Mai tradotto in italiano, il saggio di David Sax mette in discussione il digitale come unico futuro possibile.

David Sax
“The Revenge Analog. Real things and why they matter”
(Public Affairs Books, 2016)

Ci sono saggi che per qualche strana ragione non vengono pubblicati in italiano. Eppure un libro che, con una serie di esempi, mette in discussione l’assioma del digitale come unico futuro possibile potrebbe interessare a un lettore di un paese di grande tradizione artigianale e industriale come il nostro. David Sax è un reporter canadese che si occupa di economia e di tecnologia per Bloomberg Businessweek e per il New Yorker e nel suo libro, The Revenge of Analog, individua una serie di attività umane che resistono, anzi prosperano, nonostante lo strapotere della loro controparte digitale. Carta, vinile e pellicola per esempio sopravvivono in piccole, curatissime nicchie di produzione e di consumo. Pur non facendosi troppe illusioni sulla vera portata economica di queste imprese, Sax sottolinea però che dischi, libri, eleganti block notes rilegati, macchine fotografiche analogiche e giochi da tavolo rispondono a un bisogno umano che il dilagare del digitale non riesce a soddisfare completamente. Nella seconda parte del libro Sax allarga il suo sguardo al mondo del lavoro, della scuola e della vendita al dettaglio: è tutto digitalizzabile (e in buona parte già digitalizzato) ma siamo sicuri che quella sia l’unica strada possibile?

L’unica ingenuità del libro di Sax è che manca un dettaglio: questa vendetta dell’analogico, almeno per come funzionano oggi produzione e distribuzione, rischia di essere una vendetta dei ricchi sui poveri che non potranno mai permettersi impianti stereo, bei libri con copertina rigida e Polaroid vintage con cui giocare a fare Andy Warhol in giro per la città.

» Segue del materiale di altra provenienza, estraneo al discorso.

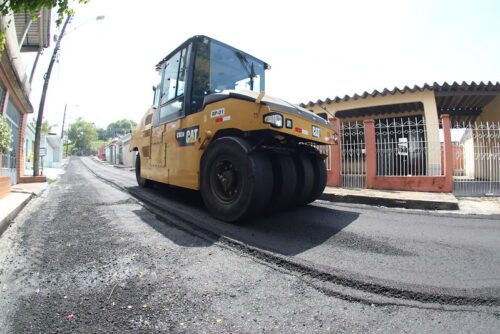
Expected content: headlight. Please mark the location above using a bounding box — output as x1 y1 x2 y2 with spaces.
264 113 283 128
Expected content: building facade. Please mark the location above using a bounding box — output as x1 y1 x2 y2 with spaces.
0 10 50 193
302 82 500 195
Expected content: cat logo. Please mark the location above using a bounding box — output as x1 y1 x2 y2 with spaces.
175 126 200 146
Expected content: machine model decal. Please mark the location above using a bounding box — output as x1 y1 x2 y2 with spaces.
295 128 309 136
175 125 200 146
215 115 231 123
210 108 225 118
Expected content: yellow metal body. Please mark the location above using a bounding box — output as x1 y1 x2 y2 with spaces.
130 98 336 190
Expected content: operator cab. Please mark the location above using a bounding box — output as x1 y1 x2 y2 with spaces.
153 36 270 126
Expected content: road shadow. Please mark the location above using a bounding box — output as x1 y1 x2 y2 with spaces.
132 208 214 247
238 205 359 256
129 184 360 256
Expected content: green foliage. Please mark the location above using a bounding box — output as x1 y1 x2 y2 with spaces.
92 140 108 152
30 119 57 133
106 119 137 139
0 116 12 153
0 0 90 25
68 117 97 155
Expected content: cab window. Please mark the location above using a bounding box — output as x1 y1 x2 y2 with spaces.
158 46 191 124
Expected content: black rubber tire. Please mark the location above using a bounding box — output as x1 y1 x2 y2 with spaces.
200 137 273 222
307 154 327 203
293 153 314 206
135 153 151 188
266 153 297 213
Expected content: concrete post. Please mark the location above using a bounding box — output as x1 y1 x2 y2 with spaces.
441 115 453 192
363 119 377 189
326 118 342 187
422 91 441 176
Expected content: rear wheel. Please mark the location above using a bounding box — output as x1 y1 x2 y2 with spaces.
267 154 297 212
293 152 314 206
200 137 273 222
307 154 327 203
135 153 151 188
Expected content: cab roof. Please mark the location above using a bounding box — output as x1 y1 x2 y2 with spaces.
156 35 271 70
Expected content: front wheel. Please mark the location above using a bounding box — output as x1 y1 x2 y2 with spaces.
135 153 151 188
200 137 273 222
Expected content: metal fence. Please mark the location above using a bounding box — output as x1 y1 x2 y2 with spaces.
308 143 332 171
375 116 444 176
0 151 17 184
451 122 500 196
340 122 366 188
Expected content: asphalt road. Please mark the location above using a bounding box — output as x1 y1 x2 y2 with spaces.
80 158 500 300
0 160 500 333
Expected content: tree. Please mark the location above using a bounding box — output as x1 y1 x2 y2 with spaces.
0 0 90 26
106 119 137 138
0 0 90 176
68 117 97 155
97 128 109 140
30 120 56 133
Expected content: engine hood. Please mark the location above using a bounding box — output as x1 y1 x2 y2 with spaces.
204 90 334 129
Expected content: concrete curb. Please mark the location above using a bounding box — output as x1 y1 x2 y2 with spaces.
320 193 459 211
0 193 35 236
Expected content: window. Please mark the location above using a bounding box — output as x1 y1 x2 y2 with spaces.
191 40 265 112
158 46 191 124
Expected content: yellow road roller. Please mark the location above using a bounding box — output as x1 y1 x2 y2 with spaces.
130 36 338 222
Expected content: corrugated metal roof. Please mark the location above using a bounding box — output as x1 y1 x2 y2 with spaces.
300 81 500 108
14 9 50 52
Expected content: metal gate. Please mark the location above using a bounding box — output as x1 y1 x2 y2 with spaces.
340 122 366 188
451 122 500 196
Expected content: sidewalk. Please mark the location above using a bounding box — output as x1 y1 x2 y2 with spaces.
320 187 459 210
0 182 48 235
0 159 68 236
320 187 500 215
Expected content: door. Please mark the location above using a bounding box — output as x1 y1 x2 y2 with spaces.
150 45 191 177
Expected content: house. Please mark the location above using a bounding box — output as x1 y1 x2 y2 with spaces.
301 82 500 196
120 133 136 167
98 133 135 167
24 123 35 175
40 133 63 168
0 10 50 193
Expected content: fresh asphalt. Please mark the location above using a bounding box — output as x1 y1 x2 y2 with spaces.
0 159 500 333
84 158 500 300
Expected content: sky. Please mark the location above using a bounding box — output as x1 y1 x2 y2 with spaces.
23 0 500 133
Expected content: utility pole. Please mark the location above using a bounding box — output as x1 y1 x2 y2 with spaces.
33 15 73 176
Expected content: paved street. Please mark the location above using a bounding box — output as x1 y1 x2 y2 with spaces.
0 158 500 333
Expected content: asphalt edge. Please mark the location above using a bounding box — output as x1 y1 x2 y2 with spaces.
319 193 460 211
80 160 500 307
0 193 35 237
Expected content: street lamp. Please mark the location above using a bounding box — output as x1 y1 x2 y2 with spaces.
33 15 104 176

L’esperienza del lungo lockdown che abbiamo vissuto ci ha insegnato una grande lezione: il digitale ha permesso a molti di noi di continuare a lavorare, ai bambini più fortunati ha permesso di non troncare completamente il legame con la scuola e in generale, grazie a social e chat, ha dato a tutti l’illusione di essere meno soli. Eppure, durante la quarantena, quando si trattava di tempo di libero, in molti ci siamo trovati a impastare pani e pizze, a leggere giornali e riviste e a fare telefonate di ore ad amici e parenti come negli anni Novanta. E la vera rivincita dell’analogico c’è stata proprio nel momento in cui ci veniva richiesto di essere più digitali possibili.